The industry now delegates this battle to the Advertising Association, which does a sterling job reminding Government that we already have the strictest rules in the world. Yet levels of obesity still rise.
My own long-held view is that advertising may sometimes be powerful but unless parents, educators and role models apply themselves, further ad bans won’t help. They will, however, greatly impoverish our world-class commercial media, diminishing quality and diversity.
Whether or not it actually believes that ad bans will have any effect in the face of evidence that they don’t, the medical establishment is a formidable lobby, so every part of the industry that’s affected will have to engage.
ITV is understood to be entertaining approaches from pretty serious marketing management consultants to help in the space.

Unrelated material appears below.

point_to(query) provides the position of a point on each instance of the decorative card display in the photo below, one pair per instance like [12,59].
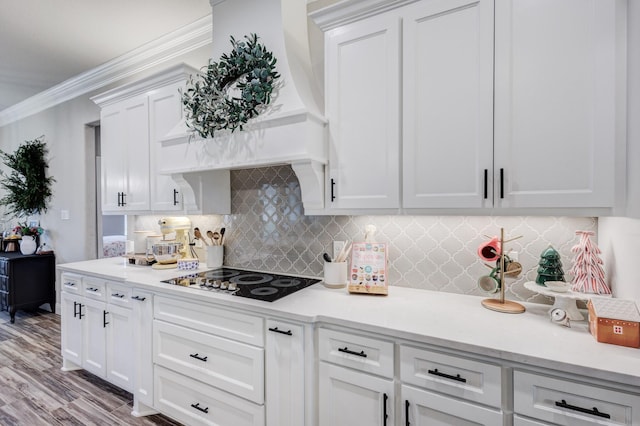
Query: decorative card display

Good idea to have such firepower onside.
However, there are some murmurs that ITV might be seeking to leverage its continued support for deflection of threats to advertising freedoms against advertiser co-operation with overturning CRR.
This would be misguided:
– ITV is as great a recipient of such ad revenues as any, so it can hardly parlay or ration its participation lest it loses.

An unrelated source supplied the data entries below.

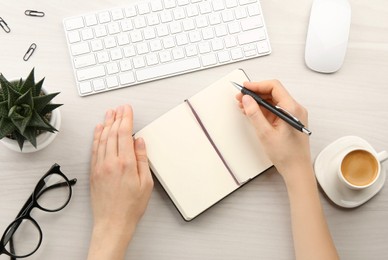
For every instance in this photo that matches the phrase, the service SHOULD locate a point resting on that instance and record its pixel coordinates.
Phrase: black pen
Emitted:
(280, 112)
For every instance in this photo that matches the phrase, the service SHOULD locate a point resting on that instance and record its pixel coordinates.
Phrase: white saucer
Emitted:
(326, 165)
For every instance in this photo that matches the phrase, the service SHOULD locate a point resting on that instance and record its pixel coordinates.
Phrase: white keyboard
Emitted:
(150, 40)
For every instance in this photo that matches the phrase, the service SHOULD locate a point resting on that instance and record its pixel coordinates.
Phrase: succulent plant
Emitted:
(25, 110)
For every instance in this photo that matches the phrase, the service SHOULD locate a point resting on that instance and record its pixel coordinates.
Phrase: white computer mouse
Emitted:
(327, 35)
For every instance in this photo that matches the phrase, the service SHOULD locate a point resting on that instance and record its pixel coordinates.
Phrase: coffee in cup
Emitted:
(360, 168)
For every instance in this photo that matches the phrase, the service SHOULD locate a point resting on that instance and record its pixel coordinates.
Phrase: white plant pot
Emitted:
(42, 140)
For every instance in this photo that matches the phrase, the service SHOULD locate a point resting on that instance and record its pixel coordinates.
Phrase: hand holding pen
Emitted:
(275, 109)
(287, 149)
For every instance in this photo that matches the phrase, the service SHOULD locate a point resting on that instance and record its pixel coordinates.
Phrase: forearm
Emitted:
(312, 239)
(108, 244)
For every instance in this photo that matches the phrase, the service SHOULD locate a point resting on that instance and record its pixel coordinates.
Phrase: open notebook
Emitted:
(205, 148)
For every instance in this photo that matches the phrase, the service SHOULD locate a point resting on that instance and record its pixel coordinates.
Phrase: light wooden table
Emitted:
(254, 222)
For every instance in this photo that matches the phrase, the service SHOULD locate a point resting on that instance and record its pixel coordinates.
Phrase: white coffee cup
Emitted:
(360, 168)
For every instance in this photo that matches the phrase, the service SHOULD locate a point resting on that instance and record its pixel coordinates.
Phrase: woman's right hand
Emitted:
(286, 147)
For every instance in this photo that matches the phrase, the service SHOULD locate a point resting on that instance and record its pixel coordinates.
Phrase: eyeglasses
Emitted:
(24, 236)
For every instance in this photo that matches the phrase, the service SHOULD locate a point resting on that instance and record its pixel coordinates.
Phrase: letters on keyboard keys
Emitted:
(168, 69)
(154, 39)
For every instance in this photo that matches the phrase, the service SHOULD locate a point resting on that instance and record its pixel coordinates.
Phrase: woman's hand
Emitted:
(120, 184)
(286, 147)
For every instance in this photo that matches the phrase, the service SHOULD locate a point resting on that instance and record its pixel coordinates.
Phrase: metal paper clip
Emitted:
(29, 52)
(34, 13)
(4, 25)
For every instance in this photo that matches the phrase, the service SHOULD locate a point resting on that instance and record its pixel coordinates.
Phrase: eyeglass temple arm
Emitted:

– Advertiser opinion on both issues will be divided.
There is strong argument that further restrictions on HFSS advertisers will deflect some from TV, reducing the price for others.
Many newer, perhaps more performance-based TV advertisers won’t miss CRR because they’ve never used it.
In both cases, it’s unlikely that those unaffected will put any effort or resource in.
Most media agencies aren’t likely to be any more help than in 2003 unless they can see a new way of making money from it. They are after all a primary party in the market’s obsession with share, which Enders observes does not foster market growth.
Broadcasters also have diverse perspectives. Enders argues that share trading hampers Sky from developing AdSmart, as every time an advertiser wants to run an addressable campaign with Sky, it also faces the nonsense of having to run similar or larger campaigns with the other broadcast sales houses to maintain share balance!
It isn’t going to be easy which is why it will be so very interesting to see if ITV finally goes for it on July 25, and how it goes about it.